43. The length of B.C.'s coastline, including the shorelines of
islands, is 27,200 kilometres. (The circumference of the Earth at the
equator is 40,075 km.)
44. Canada's longest swimming pool at 137 metres is Vancouver's
Kits Pool. The outdoor saltwater pool opened on Aug. 15, 1931.
45. The eruption of Wilksi Baxhl Mihl in northwestern B.C.'s Nass
Valley approximately 250 years ago buried two Nisga'a villages and
reportedly caused the death of more than 2,000 people.
46. B.C. is home to the two largest Douglas fir trees in Canada. The
largest, known as the Red Creek Fir, is in the San Juan River Valley
and stands 73.8 metres tall and has a circumference of 13.28 metres.
The second largest, known as Big Lonely Doug because it stands alone
among dozens of giant stumps in a clearcut area, is just 20
kilometres away near Port Renfrew. Lonely Doug stands 70.2 metres
high, about as tall as an 18-storey building, and has a circumference
of 11.91 metres. Conservationists believe Doug could be as much as
1,000 years old.
47. Cosmetic Botox was invented in Vancouver.

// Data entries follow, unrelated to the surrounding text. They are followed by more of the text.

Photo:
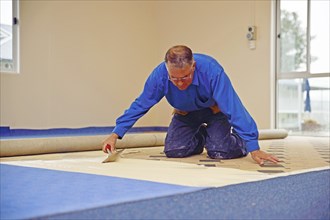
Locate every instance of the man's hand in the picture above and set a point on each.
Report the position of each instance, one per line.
(110, 143)
(260, 157)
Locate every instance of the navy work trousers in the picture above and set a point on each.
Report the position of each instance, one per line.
(188, 135)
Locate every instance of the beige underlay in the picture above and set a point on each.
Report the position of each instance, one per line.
(31, 146)
(297, 154)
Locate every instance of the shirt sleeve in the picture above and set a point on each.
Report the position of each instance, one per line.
(231, 105)
(151, 94)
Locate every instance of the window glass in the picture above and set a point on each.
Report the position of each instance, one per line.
(8, 40)
(304, 105)
(293, 44)
(320, 29)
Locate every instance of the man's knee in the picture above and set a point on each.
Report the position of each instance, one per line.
(177, 153)
(237, 153)
(183, 152)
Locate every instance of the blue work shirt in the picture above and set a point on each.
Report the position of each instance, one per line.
(210, 86)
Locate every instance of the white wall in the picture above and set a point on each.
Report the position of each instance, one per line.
(84, 62)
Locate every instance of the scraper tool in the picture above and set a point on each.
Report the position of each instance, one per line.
(112, 156)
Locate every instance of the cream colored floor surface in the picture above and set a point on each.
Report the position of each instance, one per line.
(297, 154)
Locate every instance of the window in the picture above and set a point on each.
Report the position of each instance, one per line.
(9, 38)
(303, 70)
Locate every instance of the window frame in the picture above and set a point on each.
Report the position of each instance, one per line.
(290, 75)
(15, 40)
(294, 75)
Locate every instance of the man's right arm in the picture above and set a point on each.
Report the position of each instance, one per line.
(110, 143)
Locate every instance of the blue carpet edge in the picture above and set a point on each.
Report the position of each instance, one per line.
(77, 214)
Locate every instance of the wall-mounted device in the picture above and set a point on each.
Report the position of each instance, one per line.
(252, 36)
(252, 33)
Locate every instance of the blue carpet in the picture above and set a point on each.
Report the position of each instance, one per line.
(8, 133)
(34, 193)
(304, 196)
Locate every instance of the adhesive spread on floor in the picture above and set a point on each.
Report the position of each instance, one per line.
(297, 154)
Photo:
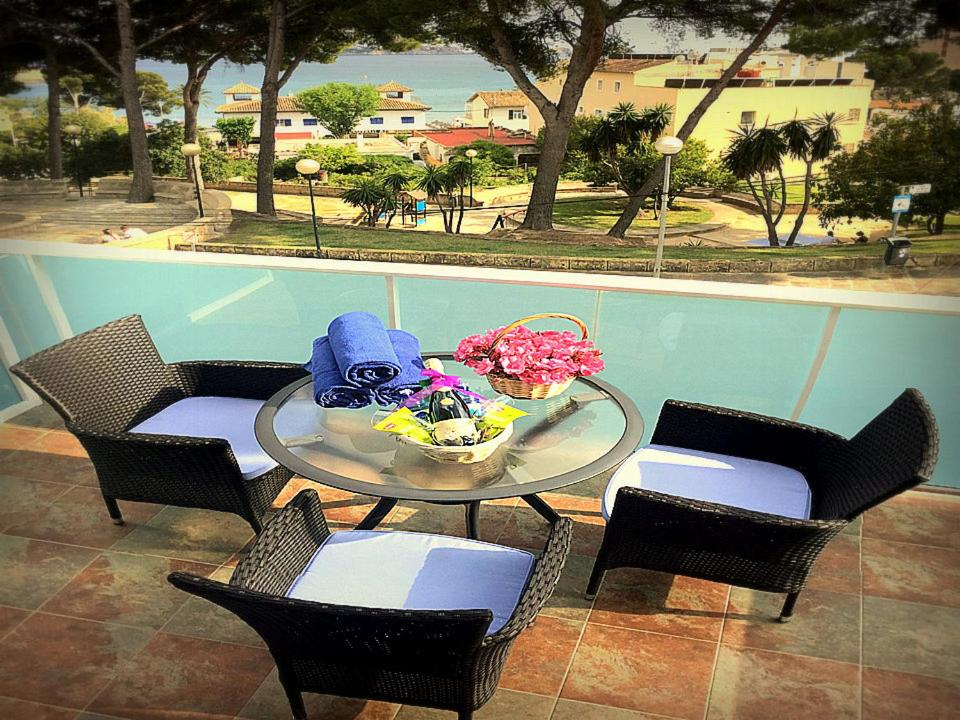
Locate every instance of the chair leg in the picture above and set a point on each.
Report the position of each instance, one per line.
(787, 612)
(114, 510)
(596, 577)
(295, 698)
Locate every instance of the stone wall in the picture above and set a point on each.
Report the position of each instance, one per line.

In 2000 Vancouver
doctors Alastair Carruthers and Jean Carruthers presented findings
from the first major study on the safety and efficacy of Botox to
prevent wrinkles. The husband-and-wife team were the international
pioneers in the use of the medical marvel many years earlier. It is
now one of the most common cosmetic procedures around the world.
48. B.C.'s first train robber was Billy Miner, who was immortalized
in the 1982 movie The Grey Fox . An American-born stagecoach robber,
Miner crossed the border into B.C. in the early 1900s and robbed at
least two trains before he was caught and sentenced to 25 years in
prison. Miner was sent to New Westminster's B.C. Penitentiary. He
escaped in 1907, leaving behind $155 and a pocket watch that is in
the Royal BC Museum in Victoria. Reputedly the first robber to use
the phrase "hands up!" Miner was known for his genteel manners and
apologetic demeanour.
49. The Denman Arena, the largest ice arena in Canada at the time
with 10,500 seats, opened in 1911 in Coal Harbour. It was the first
artificial ice surface in Canada. The arena burned down in
1936.
50. The Canadian record for greatest rainfall in one day 489 mm was
set in Ucluelet on Oct. 6, 1967. The record still stands.